Article 40 © copyright to the Community Law Centre, University of the Western Cape

Training in North West Province Leads the Way

Over the period October 2001 until May 2002, a group of presenters have been conducting intersectoral training on child justice in preparation for implementation of assessment centres, child justice processes and ultimately the Child Justice Bill. Contracted by the forward- looking provincial Department of Social Services, Arts, Culture and Sport, the brief to the trainers was to ensure a restorative justice focus, and ensure that the training was practice orientated. Early on, the decision was also made to extend the training programme outside the Department's target group of social workers and probation officers, and to invite participation from SAPS, prosecutors and magistrates. Due to space constraints, and so as to ensure individualised sessions, only 55 places were available of which 30 were allocated to the social work contingent; however, fair representation of other role players in the overall mix was also obtained.

Not wanting to remove key roleplayers from their offices and courts for extended periods of time led to a decision to phase the training in one, two or three day slots over a period of six months. The risk with this approach is that people may move on, drop out and fail for other reasons to complete in the programme. Happily, however, this did not materialise to any great extent, and at the conclusion of the programme nearly 50 certificates of completion were awarded. In hindsight, spreading the training over this period provided an important benefit: it enabled participants to practice their newly learnt skills while the programme was still underway, to pick up problems which could be discussed, to conduct their own training of other stakeholders in their magisterial districts, and last but not least, to learn to work inter-sectorally on the ground back home. Indeed many important agreements between probation and courts seem to have been negotiated after the first session or two, and the improvement in inter-sectoral relationships was specifically noted by most participants as a highlight of the training.

Structure of the modules

The training was divided into six modules with the starting point being to identify the objectives and participant expectations. People had come from widely differing settings, and with different points of reference as well as different levels of prior experience with child justice related work. So, in keeping with the provincial footprint, there were participants from deep rural areas, as well as small towns situated in large, spread out farming districts. By contrast, big mining towns such as Rustenburg, Klerksdorp, Potchefstroom and Brits were also represented. Then we had amongst our trainees probation officers with decades of specialised experience, as well as people with little prior knowledge of any aspect of child justice - but they certainly did not lack enthusiasm and interest!

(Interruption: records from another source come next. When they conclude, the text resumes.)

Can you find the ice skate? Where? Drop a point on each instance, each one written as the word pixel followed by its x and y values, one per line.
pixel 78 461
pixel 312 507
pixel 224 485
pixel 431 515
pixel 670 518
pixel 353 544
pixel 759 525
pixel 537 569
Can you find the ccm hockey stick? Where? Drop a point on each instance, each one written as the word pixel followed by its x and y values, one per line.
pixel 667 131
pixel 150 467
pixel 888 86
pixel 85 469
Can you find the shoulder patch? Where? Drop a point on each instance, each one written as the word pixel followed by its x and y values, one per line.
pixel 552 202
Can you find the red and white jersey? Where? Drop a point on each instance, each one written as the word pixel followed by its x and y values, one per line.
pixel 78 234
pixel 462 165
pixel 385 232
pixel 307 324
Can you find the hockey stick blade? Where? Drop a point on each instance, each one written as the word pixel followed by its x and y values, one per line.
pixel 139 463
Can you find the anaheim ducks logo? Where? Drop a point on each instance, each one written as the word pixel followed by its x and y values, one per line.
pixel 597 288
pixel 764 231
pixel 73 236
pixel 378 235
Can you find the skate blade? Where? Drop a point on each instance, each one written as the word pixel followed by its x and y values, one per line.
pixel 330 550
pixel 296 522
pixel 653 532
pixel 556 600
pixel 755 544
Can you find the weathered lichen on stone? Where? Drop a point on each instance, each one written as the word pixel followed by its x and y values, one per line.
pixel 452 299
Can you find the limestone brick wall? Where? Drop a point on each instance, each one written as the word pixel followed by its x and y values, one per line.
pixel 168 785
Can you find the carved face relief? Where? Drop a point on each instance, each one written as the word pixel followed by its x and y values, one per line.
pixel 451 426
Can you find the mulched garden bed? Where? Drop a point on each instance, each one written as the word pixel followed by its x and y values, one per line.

The accompanying table illustrates the basic format of the six modules, with the longest session being devoted to the implementation of restorative justice and family group conferencing. For this module, the three day initial session on theory, philosophy and practice of restorative justice was followed by mentoring of the probation officers and social workers who it was hoped would be able to implement FGC's in practice; after this, a wrap up day was held to share experiences and learning from the field.

The session on courtroom practice was presented (by an experienced ex-magistrate) only for the social workers and probation officers on the course. In retrospect, the level of inter-sectoral collaboration that had emerged by that time, led to the decided view on the part of participants that this module should also have included everyone, and that much shared learning could have taken place had this occurred!

Although each module was evaluated independently as part of an ongoing monitoring of the effectiveness of the training content and materials, the suitability and effectiveness of the trainers and the structure of each particular module, the really telling moment arrived when activity six required that an overall assessment of the training and it's impact be conducted. The day took the form of informal 'report backs' by participants about how they coped with implementation in their own districts. So inspiring were the tales that were told that day that we have asked some of our innovators to write up some of the stories for reproduction here in Article 40, and these contributions appear here in our feature issue on the North West Province. It must also be said though, that these are but a small sample of the successes and advances that were profiled on that day. And, even where, in some regions, less measurable success has been achieved, there can be no doubt that the training has led to a commitment to start the processes on their way, to 'cascade' training to local level, and to improve inter-sectoral relationships in such a way that delivery of child justice services can commence.

Here are some extracts from the participants' assessments of the overall training package:

On content of the training

"A vast number of issues were covered?They also clearly spelt out the working relationships between partners and stakeholders with the view of seeing that children's rights are protected."

On whether successful skills development occurred

"I learned to sharpen my skills, and am able to use them during assessment, victim offender mediation and family group conferencing programmes."

On whether the training as a whole enabled participants to meet their personal objectives

"I started attending this course in the hope of getting new ideas for diversion. I got so much more. It gave me a new look and view on the way I render my service and even triggered the interest for research in this fairly new "service view" in South Africa. You certainly enriched my life and I must thank you for that."

Gaps identified in the training programme as a whole

"Other stakeholders dealing with young offenders should be trained."

Areas that need more/less attention during the training structure

"Court room practice should be extended to other sectors in terms of training."

The Department - and Miche Sepeng and Rishi Moonilal in particular -deserve accolades for having taken the first steps to ensure that training and implementation go hand in hand.